Trust Fund for Victims submits draft implementation plan for collective reparations to victims in the Lubanga case
In a landmark and unprecedented submission to the International Criminal Court (ICC), on November 3, 2015, the Board of Directors of the Trust Fund for Victims (TFV) filed the draft implementation plan for collective reparations to victims in the case against Mr Thomas Lubanga Dyilo.
The Trust Fund's draft implementation plan comes in response to the Judgement and Amended Order for Reparations issued against Mr Lubanga by the ICC Appeals Chamber on 3 March 2015. Mr Lubanga was convicted of conscription, enlistment, and the use of child soldiers under the age of 15 years in the Ituri district in the eastern Democratic Republic of the Congo (DRC) during 2002-2003.
The Trust Fund's plan is part of a first initiative to respond to the suffering of victims of atrocity crimes under the Rome Statute and in this case seeks to address the rightful needs of thousands of child soldiers who were trapped in the conflicts that plagued eastern DRC.
Motoo Noguchi, Chair of the Trust Fund Board of Directors stated, "This submission is a milestone in the history of the Trust Fund and is especially so for the outgoing Board members. I am confident that it will contribute to the establishment of legally sound and operationally feasible mechanisms for reparations within the framework of the Rome Statute."
The TFV submission consists of two main parts: a legal filing and the draft implementation plan. The filing discusses the main legal and operational challenges related to the translation of the Appeal Chamber's judgement and reparations order into a draft plan to design and implement reparations awards to the victims.
The Trust Fund's draft implementation plan provides a detailed programmatic response, in the form of an integrated collective reparations award to be implemented over a three year period. The plan proposes to holistically address and rehabilitate the harm suffered by former child soldiers, as well as indirect victims of the crimes for which Mr Lubanga was convicted.
The Court declared that Mr Lubanga is liable for reparations but has yet to establish the amount of his liability. If the Court determines that Mr Lubanga is indigent for the purpose of reparations, the Trust Fund Board of Directors is prepared to complement €1 million to implement the draft reparations plan for victims in Ituri. In accordance with Trust Fund Regulation 56, this complement was devised in view of the scope and form of the draft implementation plan, the availability of TFV resources under its reparations reserve, in consideration of obligations under the Trust Fund assistance mandate, and taking into account ongoing legal proceedings that may give rise to additional reparation awards.
In developing and drafting the filing and draft implementation plan, the Trust Fund sought and obtained the support of a wide variety of actors. In May 2015, an international meeting of experts was convened in Belfast at the Ulster University, Transitional Justice Institute, to discuss and analyse the various legal and operational challenges of implementing Court-ordered collective reparations to victims in the Lubanga case. From May through July 2015, the Trust Fund conducted targeted consultation missions in Ituri, DRC, with a view to informing affected communities and potentially eligible victims about the Court's reparations order and to solicit their specific feedback concerning the appropriate modalities of reparations within the scope of the reparations order.

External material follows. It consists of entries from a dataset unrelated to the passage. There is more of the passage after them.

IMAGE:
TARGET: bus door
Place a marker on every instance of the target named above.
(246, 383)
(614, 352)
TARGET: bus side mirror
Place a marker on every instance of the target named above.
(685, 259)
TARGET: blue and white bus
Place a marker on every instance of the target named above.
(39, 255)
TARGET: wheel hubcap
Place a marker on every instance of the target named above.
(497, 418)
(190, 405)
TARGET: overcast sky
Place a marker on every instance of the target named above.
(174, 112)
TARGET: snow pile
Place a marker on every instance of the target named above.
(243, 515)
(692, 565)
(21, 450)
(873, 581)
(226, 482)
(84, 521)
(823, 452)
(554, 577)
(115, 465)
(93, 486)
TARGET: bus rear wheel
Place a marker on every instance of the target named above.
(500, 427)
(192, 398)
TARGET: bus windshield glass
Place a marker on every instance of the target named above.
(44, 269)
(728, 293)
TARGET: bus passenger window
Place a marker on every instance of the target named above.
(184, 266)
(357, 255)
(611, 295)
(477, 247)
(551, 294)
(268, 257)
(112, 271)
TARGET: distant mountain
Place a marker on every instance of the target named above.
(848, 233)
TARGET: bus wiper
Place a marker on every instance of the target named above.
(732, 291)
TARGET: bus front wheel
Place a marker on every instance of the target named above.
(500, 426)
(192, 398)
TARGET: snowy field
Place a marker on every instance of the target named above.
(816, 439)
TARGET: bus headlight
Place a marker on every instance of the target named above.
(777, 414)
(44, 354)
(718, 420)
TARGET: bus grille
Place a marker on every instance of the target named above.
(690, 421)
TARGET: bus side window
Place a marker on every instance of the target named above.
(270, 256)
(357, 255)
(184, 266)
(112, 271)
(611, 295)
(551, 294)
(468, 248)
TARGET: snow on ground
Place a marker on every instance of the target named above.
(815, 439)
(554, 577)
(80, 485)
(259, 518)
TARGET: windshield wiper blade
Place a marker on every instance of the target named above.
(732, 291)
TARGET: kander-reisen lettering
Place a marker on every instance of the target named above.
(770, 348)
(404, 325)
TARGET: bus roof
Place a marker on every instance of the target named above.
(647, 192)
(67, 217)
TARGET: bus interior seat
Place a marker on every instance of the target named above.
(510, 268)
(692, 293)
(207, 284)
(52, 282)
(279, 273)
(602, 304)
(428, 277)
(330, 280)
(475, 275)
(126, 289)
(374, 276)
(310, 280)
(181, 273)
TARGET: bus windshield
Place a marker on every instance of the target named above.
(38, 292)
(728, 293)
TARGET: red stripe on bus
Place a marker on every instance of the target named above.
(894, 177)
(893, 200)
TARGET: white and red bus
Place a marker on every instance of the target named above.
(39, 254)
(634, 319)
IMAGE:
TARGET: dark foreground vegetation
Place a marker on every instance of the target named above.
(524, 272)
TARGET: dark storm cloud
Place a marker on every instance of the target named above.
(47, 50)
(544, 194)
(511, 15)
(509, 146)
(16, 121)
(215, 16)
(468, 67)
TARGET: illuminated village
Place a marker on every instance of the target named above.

At the request of the Trust Fund, the Victims' Participation and Reparations Section of the ICC Registry conducted a victim mapping study in Ituri, which provided important information on the scope of victimisation and the location of potentially eligible victims. Other sections of the Registry provided support in the area of logistics, security, outreach, and external cooperation.
The Trust Fund Board of Directors convened meetings in March and July of 2015 to monitor progress and provide guidance to the Trust Fund Secretariat in the development of the filing and the draft implementation plan. The Executive Director Pieter de Baan said, "I am extremely proud of the tremendous effort of the Secretariat's staff in The Hague and in the field, under the leadership of the Senior Programme Officer Kristin Kalla and with essential contributions by Scott Bartell and Katharina Peschke, to develop an implementation plan for collective reparations to former child soldiers that holds the promise of real and meaningful redress for the harm that they have suffered. This is the first time that a practical step is taken in the direction of fulfilling the promise of reparative justice to victims under the Rome Statute. Once the plan is approved by the Court, the Trust Fund is fully committed to follow through on a successful implementation, in consultation and coordination with the victims themselves and with all others who have a stake in the successful delivery of these reparations."